ROC curve : Receiver Operating Characteristic curve
A graph showing the performance of a classification model _at all classification thresholds.
ROC Curve showing TP Rate vs. FP Rate at different classification thresholds |
---|
⇒ Instead of computing the points in an ROC curve (Evaluate a logistic regression model many times with different classification thresholds), USE sorting-based algorithm AUC. |
- 2 parameters :
True Positive Rate
,False Positive Rate
- True Positive Rate TPR == RECALL :
TPR = TP/(TP+FN)
- False Positive Rate (FPR) :
FPR = FP/(FP+TN)
- True Positive Rate TPR == RECALL :
- Lowering the classification threshold classifies more items as positive, thus increasing both False Positives and True Positives.
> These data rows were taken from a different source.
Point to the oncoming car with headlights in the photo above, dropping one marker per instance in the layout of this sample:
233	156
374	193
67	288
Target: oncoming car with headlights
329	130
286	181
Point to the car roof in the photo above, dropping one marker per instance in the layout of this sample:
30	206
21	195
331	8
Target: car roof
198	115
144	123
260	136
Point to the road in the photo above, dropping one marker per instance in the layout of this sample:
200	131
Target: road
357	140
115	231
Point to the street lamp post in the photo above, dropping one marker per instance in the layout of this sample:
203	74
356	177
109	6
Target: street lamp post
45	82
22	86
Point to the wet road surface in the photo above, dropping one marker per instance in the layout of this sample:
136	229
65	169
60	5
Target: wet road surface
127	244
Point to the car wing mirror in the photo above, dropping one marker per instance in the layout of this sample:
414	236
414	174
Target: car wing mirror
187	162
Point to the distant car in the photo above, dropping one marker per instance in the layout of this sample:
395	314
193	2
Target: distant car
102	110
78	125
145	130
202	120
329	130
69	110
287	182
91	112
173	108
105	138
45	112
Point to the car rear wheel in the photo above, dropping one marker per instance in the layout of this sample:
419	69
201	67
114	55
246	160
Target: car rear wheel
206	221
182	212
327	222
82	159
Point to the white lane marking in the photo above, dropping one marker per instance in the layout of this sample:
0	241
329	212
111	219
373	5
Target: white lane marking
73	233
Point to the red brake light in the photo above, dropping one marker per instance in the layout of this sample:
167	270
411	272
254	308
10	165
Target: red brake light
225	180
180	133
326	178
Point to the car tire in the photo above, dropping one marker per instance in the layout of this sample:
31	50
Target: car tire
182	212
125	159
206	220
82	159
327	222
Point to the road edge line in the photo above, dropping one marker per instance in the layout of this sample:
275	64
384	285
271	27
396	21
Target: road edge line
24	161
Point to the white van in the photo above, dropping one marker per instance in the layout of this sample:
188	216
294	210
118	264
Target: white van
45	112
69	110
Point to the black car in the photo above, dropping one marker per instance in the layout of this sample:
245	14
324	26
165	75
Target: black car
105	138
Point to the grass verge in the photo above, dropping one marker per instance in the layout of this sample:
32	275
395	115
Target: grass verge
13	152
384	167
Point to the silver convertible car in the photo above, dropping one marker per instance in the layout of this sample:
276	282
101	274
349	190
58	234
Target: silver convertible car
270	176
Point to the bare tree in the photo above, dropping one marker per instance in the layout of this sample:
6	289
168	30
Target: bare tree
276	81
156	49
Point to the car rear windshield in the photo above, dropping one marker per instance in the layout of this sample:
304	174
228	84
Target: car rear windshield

The following figure shows a typical ROC curve.
AUC : Area under the ROC Curve
AUC measures the entire two-dimensional area underneath the entire ROC curve (integral calculus) from (0,0) to (1,1) |
---|
AUC provides an aggregate measure of performance across all possible classification thresholds.
- as the probability that the model ranks a random positive example more highly than a random negative example.
e.g, Positive and negative examples ranked in ascending order of logistic regression score:
- AUC : the probability that a random positive (green) example is positioned to the right of a random negative (red) example.
AUC Ranges from 0 to 1
- A model whose predictions are 100% wrong has an AUC of 0.0; one whose predictions are 100% correct has an AUC of 1.0.
Pros
- Scale-invariant : It measures how well predictions are ranked, rather than their absolute values.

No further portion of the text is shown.